Both models include elimination from the brain compartment, but there is no elimination from the central compartments.
Conclusions
This work developing/evaulating PMxGPT provides a proof-of-concept for the development and utility of a domain-specific LLM for pharmacometrics. Being able to ask the model what is the value of a parameter and having it spit out an accurate response could be a huge time savings. I was surprised how well base ChatGPT was at providing the CSF volume in humans and rats. I think there is a nice opporunity to provide LLMs with parameter values that can be quickly retrieved. However, being able to link back to the original source and calculations is crucial. Therefore, I cannot stress enough the importance of good model documentation (e.g., simple standarized modern method: MoDoc). Code generation was nice, but it did not have a significant advantage over the base model. I view these LLMs as educational and productivity tools. Pharmacometricians expertise is still required for the implementation of the PK-PD models.

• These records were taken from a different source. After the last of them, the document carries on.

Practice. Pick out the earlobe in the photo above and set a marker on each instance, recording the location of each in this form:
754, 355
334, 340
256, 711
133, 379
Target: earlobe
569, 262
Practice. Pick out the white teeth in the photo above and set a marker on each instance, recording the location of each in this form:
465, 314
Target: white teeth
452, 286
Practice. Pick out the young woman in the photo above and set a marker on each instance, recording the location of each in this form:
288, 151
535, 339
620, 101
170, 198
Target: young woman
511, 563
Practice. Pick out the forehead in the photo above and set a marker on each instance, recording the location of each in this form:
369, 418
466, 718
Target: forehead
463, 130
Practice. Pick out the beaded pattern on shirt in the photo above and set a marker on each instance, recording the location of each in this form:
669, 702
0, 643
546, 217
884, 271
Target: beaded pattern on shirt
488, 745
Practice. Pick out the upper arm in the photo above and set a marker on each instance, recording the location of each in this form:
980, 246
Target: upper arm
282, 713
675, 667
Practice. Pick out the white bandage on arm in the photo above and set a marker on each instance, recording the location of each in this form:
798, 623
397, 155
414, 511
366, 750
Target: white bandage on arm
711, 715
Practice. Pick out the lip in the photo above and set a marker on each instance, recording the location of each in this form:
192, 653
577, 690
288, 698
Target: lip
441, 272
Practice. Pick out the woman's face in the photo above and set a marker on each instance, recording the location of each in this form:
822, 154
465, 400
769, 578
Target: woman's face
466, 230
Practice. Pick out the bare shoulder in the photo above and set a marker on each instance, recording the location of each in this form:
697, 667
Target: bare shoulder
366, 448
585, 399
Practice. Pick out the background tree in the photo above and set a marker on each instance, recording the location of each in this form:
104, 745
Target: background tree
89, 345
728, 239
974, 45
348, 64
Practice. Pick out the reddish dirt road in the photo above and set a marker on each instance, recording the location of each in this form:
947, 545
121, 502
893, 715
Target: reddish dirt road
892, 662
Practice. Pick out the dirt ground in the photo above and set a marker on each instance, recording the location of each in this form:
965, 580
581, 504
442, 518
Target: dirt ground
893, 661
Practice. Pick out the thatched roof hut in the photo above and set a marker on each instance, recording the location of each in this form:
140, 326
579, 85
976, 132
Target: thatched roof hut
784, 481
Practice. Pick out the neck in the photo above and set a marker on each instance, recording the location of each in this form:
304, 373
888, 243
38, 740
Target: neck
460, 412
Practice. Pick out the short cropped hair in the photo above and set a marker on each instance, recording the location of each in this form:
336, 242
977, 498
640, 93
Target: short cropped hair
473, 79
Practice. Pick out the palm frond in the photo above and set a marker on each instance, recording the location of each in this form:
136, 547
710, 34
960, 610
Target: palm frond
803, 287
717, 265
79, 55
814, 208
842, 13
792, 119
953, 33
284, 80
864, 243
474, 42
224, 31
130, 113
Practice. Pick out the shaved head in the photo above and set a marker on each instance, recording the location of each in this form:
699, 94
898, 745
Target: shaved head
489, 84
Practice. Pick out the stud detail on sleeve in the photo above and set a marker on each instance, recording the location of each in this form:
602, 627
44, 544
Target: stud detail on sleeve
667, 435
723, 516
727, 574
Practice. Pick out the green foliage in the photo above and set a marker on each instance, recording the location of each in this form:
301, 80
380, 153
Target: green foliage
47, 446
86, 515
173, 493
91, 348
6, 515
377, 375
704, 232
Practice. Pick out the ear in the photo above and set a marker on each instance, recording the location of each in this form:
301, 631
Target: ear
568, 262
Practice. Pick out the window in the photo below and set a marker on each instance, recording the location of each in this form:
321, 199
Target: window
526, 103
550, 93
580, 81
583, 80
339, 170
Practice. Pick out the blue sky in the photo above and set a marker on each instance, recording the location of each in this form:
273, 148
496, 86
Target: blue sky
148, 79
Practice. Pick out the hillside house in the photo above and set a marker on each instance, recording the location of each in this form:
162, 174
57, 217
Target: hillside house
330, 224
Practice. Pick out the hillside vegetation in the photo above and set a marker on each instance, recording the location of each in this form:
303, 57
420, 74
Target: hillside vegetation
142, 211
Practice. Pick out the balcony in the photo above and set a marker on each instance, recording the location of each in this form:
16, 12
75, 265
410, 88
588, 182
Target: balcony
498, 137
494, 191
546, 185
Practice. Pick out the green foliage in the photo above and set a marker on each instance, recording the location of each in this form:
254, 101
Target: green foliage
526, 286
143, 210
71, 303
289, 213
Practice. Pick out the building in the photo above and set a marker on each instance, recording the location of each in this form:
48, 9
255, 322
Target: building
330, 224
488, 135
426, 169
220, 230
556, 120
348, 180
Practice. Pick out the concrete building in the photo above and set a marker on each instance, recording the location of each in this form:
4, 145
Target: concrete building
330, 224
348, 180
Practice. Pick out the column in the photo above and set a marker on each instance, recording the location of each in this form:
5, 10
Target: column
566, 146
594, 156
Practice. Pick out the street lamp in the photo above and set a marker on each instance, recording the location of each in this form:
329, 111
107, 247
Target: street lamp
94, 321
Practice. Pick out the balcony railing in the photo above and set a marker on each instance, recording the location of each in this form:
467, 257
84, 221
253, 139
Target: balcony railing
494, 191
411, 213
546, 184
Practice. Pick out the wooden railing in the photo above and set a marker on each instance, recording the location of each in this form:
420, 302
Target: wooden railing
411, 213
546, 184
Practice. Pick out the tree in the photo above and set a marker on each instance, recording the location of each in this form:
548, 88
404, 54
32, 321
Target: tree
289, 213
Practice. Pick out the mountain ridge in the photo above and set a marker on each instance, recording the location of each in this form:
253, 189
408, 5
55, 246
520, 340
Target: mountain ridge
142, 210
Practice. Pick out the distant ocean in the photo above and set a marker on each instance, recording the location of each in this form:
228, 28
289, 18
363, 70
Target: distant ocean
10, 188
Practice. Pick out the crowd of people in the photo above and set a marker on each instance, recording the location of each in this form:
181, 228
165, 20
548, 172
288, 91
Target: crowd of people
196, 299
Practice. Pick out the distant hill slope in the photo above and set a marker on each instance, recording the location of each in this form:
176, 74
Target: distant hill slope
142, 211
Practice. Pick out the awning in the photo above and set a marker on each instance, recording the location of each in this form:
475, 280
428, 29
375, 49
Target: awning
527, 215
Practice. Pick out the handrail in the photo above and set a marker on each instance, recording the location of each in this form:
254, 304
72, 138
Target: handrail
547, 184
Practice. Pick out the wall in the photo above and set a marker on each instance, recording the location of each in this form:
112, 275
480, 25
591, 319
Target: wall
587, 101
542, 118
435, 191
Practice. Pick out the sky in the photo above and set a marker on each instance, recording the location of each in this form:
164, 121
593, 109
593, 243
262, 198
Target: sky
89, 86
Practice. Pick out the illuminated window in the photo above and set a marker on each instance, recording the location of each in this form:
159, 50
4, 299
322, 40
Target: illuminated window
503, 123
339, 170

There are many limitations. PMxGPT was developed using OpenAIs GPTs feature and was able to access only a single model in its knowledge base. Further work could improve upon this model by collecting additional data/models, standarizing the training data (formating model code in a specific way and parameter nomenclature), and implementing additional LLM optimization techniques. This should hopefully reduce potential hallucinations and provide reliable high-quality outputs.
Glimpse into the Future
What excites me is that we are in early days of a transformational switch across all industries. The pharmaceutical industry has an enormous amount of inefficiencies, and these inefficiencies scale with organizational complexity. If you are working for a large pharmaceutical company, you may find yourself doing tedious, mundane, and sometimes completely unnecessary work. Work that would not exist at a small resource constrained company. Specialized AI Agents, such as the one presented here, can become a valueable resource for increasing productivity and learning. The application of these agents could significantly improve pharmaceutical R&D efficiency, ultimately working towards more affordable healthcare for all.
What I think will be really cool is the ability to begin to chain multiple AI agents together to automate various processes. I believe that by chaining LLMs together, we will being to observe a variety of emergent behaviors that have yet to be observed. Even potentially a form of artificial conciousness.